Впрочем, потом было уже не до коньяка. Вокруг вели умные разговоры, теребили узлы галстуков, закладывали ногу на ногу, дымили в старый абажур зеленой люстры, а тебе было смешно. Ты сказала:
— А не пойти ли нам на воздух?
Мы выбрались из-за стола, лавируя между этими умными и серьезными, я тронул медную ручку черного хода, старая дверь отворилась без скрипа, выпустив нас в узкое пространство черной лестницы, где на стенах висели тазы и велосипеды, где пахло пылью и плесенью, где под потолком светилась (словно прожектор рампы!) неожиданно яркая лампочка.

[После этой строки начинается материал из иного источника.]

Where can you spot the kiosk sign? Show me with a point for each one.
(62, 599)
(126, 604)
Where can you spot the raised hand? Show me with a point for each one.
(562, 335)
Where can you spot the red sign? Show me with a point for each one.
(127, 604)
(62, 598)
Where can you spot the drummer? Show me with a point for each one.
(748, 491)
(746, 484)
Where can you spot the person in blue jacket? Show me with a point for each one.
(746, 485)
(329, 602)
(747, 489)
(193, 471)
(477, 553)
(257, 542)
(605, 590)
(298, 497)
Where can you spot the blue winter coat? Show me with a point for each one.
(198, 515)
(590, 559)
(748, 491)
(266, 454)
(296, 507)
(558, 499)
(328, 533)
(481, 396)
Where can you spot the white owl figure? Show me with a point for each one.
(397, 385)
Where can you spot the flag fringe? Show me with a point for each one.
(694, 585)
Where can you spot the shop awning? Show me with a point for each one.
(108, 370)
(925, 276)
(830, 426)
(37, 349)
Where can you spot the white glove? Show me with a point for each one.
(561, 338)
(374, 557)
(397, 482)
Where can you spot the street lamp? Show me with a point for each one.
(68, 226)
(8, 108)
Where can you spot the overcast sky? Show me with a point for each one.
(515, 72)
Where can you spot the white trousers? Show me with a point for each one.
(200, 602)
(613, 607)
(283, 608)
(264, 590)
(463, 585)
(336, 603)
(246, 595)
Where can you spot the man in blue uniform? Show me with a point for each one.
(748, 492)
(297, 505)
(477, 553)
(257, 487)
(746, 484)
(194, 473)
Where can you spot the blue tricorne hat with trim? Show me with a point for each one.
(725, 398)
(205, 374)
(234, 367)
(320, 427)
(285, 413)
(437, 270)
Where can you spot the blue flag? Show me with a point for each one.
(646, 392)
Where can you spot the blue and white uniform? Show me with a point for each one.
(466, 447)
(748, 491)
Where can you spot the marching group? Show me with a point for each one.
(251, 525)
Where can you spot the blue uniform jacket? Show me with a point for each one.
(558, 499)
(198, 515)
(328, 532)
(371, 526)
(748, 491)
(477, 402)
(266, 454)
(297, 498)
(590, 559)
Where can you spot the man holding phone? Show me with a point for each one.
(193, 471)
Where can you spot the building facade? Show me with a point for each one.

Я открыл окно, и короткая июльская ночь окутала наши разгоряченные лица.
Ты спросила:
— А слабо?
А я ответил:
— Нет, с чего ты решила?!
И мы бесстрашно уселись на широкий подоконник шестого этажа, свесив ноги на улицу, и смеялись сто раз слышанным анекдотам — ведь надо же хоть как-то знакомиться, наконец.
Потом, вечность спустя, я искал под окном твою слетевшую туфельку; и нашел, и принес, и был удостоен чести водрузить ее обратно.
А эти умные и серьезные, в галстуках, все же нас нашли — и, как всегда, попытались все испортить.
— Ну уж нет, — возмутилась ты, и повела меня вглубь старой случайной квартиры, наполненной светом старых зеленых абажуров.
Ты была бесцеремонна:
— Я научу тебя танцевать!
А я был самонадеян:
— Научи!
Умные и серьезные в галстуках нашли нас и тут. Они говорили, что бал кончен, и что пора.
Мы спустились, мы вышли из подъезда. Я понимал, как стремительно кончается время — метро светилось неоновыми буквами через квартал.
— Нам ведь по пути?
Что я мог ответить?
Я точно помню — мы проехали кольцевую два раза. Пустой вагон, какие-то тени вместо людей на станциях. Горячий керосиновый воздух подземки.
На конечной милиционер закрыл за нами двери большим ключом, и мы остались совсем одни.
Длинная-длинная алея должна была когда-то кончиться — как мы ни пытались сделать наши шаги короче, а шепот — тише. Так и случилось.
— Ну... — сказала ты.
Было пряное тепло твоей кожи, короткая, очень короткая волна жгучего безумия, и очень скоро я остался один. Даже луна отвернулась от меня.
Я затвердил семь цифр наизусть, но ты позвонила первой. Ты сказала:
— Это серьезно. Я думаю.
И замолчала.
Потом спросила:
— А ты как думаешь?
А я никак не думал. Я разучился думать.
Ты сказала:
— Я позвоню. Обязательно позвоню.
Не позвонила. Ты была занята. Я тоже был занят. Когда я звонил, ты была занята, и тебя не могли позвать к телефону. Мы оба были заняты. Я подумал — пора мне завести себе галстук.
Или все-таки дозвониться до тебя.
Поздно ночью в мою дверь позвонили. Этот парень стоял на пороге, шатаясь. Был невменяем. Твой доктор. Он выпил все, что было. Он сжимал в руке фото в рамке под стеклом. Вечно смеющиеся глаза цвета кофе.
Он плакал. Он раздавил стекло.
Стекло впилось в руку, и траурная ленточка окрасилась кровью.